With a newly elected president and a GOP-controlled Congress, the future direction of healthcare policy is uncertain at best. But one fact remains true in any political environment: Every chance to close gaps in medically necessary care is an opportunity for providers to realize incremental revenues while doing what is right for their patients.
Closing care gaps can often help providers who are focusing on care coordination and quality improvement to optimize their fee schedules under various value-based reimbursement models, including MACRA and commercial pay-for-performance programs. As a result, developing and gradually augmenting a care gap program is an increasingly attractive way for provider organizations to initiate their population health management (PHM) efforts while they are generating a majority of their revenues under traditional fee-for-service (FFS) contracts.
Trying to simultaneously navigate muddy healthcare waters and bridge the gaps in care for patients, but don’t know where to start? Start at the beginning—establish a care gap program.
What a Care Gap Program Entails
Under a care gap program, provider organizations:
- Identify high-priority populations to focus on.
- Choose critical components of care for these populations.
- Create processes to routinely and consistently deliver the critical components of care.
- Agree on expectations (e.g., targets) for the established clinical protocols.
- Monitor performance.
- Intervene to improve performance as necessary.
In most cases, the foundation of a care gap program is proactive engagement—for patients (e.g., outreach) and providers (e.g., education, performance reporting).
Care Gap Program Development
Establishing a care gap program should not be a monumental undertaking for most provider organizations. For some time, hospitals and physician practices have worked to identify and close care gaps, within the value-based payer modifier program in the inpatient setting or the PQRS program in ambulatory settings. Provider organizations can successfully capitalize on this experience and scale the technologies, processes, and resources developed to participate in these programs in order to address a broader array of care gaps for an increasing number of beneficiaries across various payers.
Better Quality, New Revenue
One of the hallmarks of effective PHM is providing evidence-based, medically necessary care before the deterioration of a patient’s health status or the occurrence of an acute adverse health event. A care gap program enables providers to do exactly that—and receive additional revenues for doing it successfully. The impact on reimbursement is typically at least twofold:
- When providers bill for additional services to close gaps in medically necessary care, more revenues are captured.
- As care gaps are closed, performance in relation to governmental (e.g., MACRA) and commercial (e.g., pay-for-performance) contracts is improved, and in turn, realized fee schedules are increased.
The Usual (Care Gap) Suspects
Many time-sensitive screening, preventive care, and health maintenance interventions should be considered as gaps in care (for patients who don’t get them). Examples include the following:
- Outstanding pneumonia and influenza immunizations in the elderly population
- Pending screening exams for cancer (e.g., breast, colon, prostate) or chronic disease (e.g., diabetes, hypertension, osteoporosis)

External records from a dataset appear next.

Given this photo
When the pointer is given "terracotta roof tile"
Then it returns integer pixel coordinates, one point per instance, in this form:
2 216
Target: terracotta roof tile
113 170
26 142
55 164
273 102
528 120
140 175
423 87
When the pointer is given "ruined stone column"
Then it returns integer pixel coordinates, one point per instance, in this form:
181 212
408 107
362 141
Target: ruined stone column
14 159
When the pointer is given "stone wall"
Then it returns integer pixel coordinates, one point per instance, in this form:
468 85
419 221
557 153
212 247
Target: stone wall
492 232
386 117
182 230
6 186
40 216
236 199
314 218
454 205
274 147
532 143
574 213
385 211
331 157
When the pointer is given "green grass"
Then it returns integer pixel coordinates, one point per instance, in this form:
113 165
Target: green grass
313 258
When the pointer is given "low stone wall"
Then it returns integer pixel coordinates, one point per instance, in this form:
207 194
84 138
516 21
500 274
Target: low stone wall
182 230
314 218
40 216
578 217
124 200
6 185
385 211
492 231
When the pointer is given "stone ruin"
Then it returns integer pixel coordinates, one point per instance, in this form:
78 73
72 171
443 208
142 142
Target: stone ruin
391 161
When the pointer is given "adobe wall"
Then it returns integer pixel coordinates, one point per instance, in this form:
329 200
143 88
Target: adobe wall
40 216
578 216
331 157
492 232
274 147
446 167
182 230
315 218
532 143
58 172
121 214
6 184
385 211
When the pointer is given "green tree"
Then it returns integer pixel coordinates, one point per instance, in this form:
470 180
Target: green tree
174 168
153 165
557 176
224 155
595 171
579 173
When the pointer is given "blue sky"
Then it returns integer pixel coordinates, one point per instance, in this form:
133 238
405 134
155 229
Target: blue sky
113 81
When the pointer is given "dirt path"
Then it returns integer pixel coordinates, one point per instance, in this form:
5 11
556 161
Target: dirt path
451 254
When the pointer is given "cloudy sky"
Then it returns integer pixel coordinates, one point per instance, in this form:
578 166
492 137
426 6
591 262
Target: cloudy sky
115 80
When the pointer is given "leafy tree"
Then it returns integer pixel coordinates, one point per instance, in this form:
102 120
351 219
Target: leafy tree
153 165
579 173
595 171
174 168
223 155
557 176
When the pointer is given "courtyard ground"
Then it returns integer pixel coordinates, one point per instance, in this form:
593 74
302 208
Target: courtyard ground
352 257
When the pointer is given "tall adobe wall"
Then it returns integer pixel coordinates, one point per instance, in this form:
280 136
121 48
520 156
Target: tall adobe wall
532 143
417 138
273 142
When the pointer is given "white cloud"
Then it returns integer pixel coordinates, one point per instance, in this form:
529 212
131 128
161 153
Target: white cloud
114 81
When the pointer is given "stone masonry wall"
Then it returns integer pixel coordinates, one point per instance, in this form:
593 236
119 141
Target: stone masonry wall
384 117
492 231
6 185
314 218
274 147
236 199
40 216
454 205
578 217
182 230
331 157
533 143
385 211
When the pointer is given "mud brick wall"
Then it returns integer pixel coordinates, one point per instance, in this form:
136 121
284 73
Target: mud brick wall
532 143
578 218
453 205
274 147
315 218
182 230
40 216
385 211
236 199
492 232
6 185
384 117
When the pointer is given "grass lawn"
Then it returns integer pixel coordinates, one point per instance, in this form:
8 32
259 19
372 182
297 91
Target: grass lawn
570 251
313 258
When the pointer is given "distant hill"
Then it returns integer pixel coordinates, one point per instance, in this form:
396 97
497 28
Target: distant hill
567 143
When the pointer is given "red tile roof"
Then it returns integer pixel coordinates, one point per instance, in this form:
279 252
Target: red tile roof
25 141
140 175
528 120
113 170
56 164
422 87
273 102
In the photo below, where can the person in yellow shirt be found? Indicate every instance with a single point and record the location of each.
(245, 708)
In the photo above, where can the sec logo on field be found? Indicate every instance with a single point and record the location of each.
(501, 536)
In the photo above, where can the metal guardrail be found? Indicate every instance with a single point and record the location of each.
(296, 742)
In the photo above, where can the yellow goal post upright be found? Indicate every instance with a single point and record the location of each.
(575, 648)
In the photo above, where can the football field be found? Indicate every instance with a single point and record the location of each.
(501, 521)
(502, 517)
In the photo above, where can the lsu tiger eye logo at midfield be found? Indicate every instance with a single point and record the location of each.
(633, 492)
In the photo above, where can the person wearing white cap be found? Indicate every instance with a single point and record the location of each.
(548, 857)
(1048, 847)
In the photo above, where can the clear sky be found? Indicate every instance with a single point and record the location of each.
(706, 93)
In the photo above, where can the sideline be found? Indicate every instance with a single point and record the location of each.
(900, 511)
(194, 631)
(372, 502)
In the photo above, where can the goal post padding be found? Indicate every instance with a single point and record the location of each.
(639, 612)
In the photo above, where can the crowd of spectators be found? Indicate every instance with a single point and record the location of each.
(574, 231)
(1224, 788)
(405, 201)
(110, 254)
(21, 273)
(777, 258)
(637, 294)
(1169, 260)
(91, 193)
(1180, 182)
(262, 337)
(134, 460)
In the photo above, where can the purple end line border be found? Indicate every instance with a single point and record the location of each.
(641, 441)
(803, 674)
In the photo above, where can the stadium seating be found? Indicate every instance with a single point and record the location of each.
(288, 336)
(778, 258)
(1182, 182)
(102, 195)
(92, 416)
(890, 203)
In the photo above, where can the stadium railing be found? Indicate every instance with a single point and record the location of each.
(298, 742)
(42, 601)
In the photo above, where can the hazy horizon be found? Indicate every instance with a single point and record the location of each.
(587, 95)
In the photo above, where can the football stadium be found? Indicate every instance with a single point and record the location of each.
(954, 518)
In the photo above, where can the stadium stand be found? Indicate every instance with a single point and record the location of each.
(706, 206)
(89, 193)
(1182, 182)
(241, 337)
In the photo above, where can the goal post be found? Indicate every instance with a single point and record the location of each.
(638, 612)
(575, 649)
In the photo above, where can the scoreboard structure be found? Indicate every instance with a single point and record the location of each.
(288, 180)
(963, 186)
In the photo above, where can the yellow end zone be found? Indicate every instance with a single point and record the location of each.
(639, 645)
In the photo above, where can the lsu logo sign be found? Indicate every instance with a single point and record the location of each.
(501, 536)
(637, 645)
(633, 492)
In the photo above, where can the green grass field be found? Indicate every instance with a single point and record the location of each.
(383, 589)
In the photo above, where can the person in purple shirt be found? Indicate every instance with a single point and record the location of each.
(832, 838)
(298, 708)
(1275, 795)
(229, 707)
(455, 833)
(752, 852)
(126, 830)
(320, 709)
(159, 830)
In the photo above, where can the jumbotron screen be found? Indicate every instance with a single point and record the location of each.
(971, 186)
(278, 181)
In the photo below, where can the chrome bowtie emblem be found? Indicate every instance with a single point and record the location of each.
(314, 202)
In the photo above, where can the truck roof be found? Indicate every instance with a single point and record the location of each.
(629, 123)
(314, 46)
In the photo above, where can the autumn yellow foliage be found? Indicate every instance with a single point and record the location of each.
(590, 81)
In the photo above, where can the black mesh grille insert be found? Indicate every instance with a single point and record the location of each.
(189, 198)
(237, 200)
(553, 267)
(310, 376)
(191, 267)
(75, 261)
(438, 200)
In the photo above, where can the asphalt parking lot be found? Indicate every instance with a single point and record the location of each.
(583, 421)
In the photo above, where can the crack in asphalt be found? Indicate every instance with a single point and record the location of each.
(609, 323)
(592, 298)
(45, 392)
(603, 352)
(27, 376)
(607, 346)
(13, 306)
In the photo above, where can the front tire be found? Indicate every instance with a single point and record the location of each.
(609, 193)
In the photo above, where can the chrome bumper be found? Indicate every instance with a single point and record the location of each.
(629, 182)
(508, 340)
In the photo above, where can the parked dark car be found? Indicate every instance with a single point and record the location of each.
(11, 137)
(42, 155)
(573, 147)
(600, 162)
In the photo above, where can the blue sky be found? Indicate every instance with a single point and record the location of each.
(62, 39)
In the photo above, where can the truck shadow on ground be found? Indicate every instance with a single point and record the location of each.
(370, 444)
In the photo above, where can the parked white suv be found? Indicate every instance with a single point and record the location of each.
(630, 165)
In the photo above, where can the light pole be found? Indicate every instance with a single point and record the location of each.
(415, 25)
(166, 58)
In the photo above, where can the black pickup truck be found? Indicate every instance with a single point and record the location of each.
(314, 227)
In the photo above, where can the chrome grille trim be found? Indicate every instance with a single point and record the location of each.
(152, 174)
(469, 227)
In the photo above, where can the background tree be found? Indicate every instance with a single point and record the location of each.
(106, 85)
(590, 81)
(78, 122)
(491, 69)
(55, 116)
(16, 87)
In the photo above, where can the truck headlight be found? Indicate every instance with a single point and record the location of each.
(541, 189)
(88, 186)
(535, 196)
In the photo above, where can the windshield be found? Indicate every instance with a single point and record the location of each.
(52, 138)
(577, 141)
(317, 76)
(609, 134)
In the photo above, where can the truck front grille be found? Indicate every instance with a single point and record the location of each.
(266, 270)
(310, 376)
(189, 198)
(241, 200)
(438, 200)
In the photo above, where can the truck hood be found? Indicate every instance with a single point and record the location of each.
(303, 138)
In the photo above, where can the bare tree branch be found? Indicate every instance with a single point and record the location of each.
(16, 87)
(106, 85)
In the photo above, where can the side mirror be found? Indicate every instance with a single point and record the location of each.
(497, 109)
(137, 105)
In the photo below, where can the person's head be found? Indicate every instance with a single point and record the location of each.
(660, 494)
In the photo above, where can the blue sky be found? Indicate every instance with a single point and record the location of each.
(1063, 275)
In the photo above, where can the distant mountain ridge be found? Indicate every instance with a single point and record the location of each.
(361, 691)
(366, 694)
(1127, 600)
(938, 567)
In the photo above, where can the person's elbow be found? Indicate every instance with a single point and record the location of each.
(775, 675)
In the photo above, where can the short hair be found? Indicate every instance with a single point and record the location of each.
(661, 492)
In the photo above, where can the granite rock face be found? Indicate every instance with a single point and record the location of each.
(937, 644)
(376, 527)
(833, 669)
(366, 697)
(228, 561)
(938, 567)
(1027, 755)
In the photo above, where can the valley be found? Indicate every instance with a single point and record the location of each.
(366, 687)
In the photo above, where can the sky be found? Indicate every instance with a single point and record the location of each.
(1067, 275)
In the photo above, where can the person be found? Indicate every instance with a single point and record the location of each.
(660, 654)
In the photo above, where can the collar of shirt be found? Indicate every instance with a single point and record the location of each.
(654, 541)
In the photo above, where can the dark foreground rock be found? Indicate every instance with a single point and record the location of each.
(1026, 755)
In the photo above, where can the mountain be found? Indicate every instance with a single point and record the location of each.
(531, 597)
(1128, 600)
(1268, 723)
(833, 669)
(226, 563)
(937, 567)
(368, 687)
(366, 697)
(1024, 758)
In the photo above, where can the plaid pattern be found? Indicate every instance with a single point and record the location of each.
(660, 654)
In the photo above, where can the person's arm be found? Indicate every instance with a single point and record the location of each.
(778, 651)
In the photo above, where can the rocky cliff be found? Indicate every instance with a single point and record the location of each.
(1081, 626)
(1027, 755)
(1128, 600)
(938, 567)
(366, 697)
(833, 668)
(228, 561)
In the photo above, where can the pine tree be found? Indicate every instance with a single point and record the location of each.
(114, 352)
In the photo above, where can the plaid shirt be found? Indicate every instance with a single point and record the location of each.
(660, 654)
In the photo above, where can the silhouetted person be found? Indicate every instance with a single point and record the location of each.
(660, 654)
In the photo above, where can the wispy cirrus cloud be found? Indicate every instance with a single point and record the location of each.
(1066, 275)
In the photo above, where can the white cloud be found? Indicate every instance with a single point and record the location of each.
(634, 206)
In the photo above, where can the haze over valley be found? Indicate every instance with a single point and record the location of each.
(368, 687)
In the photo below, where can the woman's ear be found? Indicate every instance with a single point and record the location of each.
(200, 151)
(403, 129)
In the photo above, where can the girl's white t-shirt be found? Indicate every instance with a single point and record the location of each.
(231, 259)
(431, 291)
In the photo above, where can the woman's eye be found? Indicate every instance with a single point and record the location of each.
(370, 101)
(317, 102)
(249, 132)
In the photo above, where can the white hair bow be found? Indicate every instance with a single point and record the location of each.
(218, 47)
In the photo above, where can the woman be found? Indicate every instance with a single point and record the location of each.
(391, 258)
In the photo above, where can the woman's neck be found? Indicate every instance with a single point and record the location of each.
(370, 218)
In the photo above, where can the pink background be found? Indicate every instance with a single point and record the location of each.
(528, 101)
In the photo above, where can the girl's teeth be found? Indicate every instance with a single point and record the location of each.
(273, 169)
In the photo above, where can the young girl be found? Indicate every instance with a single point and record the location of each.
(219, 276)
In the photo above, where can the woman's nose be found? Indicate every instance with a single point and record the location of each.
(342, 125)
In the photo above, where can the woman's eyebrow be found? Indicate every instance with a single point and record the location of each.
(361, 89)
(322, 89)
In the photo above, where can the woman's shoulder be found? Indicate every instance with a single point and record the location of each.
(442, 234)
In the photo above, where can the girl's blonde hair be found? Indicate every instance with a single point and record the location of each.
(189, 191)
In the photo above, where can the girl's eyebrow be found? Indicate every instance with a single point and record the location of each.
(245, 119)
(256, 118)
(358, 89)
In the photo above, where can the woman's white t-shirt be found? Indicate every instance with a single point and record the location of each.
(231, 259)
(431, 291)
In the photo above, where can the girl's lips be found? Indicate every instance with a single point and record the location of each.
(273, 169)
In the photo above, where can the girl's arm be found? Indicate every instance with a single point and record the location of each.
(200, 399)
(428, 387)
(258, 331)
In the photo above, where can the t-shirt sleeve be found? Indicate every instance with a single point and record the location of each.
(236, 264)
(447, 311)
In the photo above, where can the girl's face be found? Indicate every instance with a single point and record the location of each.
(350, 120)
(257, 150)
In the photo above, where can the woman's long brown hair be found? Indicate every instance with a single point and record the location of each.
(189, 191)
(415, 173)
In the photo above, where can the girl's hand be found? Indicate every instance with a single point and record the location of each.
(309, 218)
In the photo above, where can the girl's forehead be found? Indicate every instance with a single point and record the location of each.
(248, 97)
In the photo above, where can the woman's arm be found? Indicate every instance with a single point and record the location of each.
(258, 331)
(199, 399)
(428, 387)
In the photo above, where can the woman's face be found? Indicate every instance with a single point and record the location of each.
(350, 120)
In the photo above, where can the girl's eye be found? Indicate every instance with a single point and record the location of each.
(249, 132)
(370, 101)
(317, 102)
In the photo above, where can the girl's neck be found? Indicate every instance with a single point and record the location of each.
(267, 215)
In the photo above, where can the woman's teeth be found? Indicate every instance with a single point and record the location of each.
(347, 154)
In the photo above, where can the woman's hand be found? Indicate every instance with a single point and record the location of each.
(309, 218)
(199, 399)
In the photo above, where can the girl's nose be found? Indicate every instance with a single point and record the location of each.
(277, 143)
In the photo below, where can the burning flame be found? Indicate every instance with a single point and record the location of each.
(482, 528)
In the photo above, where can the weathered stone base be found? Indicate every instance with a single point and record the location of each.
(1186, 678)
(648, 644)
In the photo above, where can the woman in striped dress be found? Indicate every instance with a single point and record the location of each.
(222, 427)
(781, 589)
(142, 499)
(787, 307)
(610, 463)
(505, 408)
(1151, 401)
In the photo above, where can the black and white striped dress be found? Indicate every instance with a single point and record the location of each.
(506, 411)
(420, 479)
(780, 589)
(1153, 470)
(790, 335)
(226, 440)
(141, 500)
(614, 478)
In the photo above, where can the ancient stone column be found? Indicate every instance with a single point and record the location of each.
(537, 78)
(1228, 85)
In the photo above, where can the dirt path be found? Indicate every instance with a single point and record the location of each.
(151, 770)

For a provider organization’s Medicare patients, one of the biggest revenue-generating opportunities for care gap closure may be the Medicare annual wellness visit. This is a reimbursable visit with no cost to the patient during which a number of care gaps can be addressed efficiently. According to current statistics, roughly 12% of eligible Medicare beneficiaries take advantage of this visit, which makes it a significantly underused vehicle for closing care gaps.
Potential Challenges
Provider organizations that clearly initiate their PHM efforts by focusing on care gap closure create an opportunity to generate incremental revenues while simultaneously improving the quality of patient care. However, common obstacles can arise when trying to establish an efficient program that proactively addresses care gaps. Table 1 shows some of the obstacles that providers encounter when initially implementing these programs and some ways to overcome them.
Challenge | Tactic |
---|---|
Identifying Appropriate Patient Cohorts | Use analytic systems to identify patients with specific care gaps or eligibility for a Medicare annual wellness visit. |
Automating Patient Outreach | Activate patient portals or other automated communications to conduct outreach campaigns to groups of patients needing specific care. |
Handling Additional Work | Use a portion of the anticipated incremental revenues to hire a care coordinator. Focus this resource on enabling efficient care gap closure (both personally and in support of other practice providers). |
Understanding the Impact of Quality Scores | Deploy a process (manual) or system (technological) that will track care gap closure and quality scores by provider over time. Review and discuss trends and outliers in regular practice and clinic or department meetings. |
The Bottom Line
Closing gaps in care benefits patients and the providers who treat them. Even with significant uncertainty related to the future of healthcare reform, provider organizations should develop care gap programs that will result in better patient outcomes and increased revenues under either value-based or FFS reimbursement models.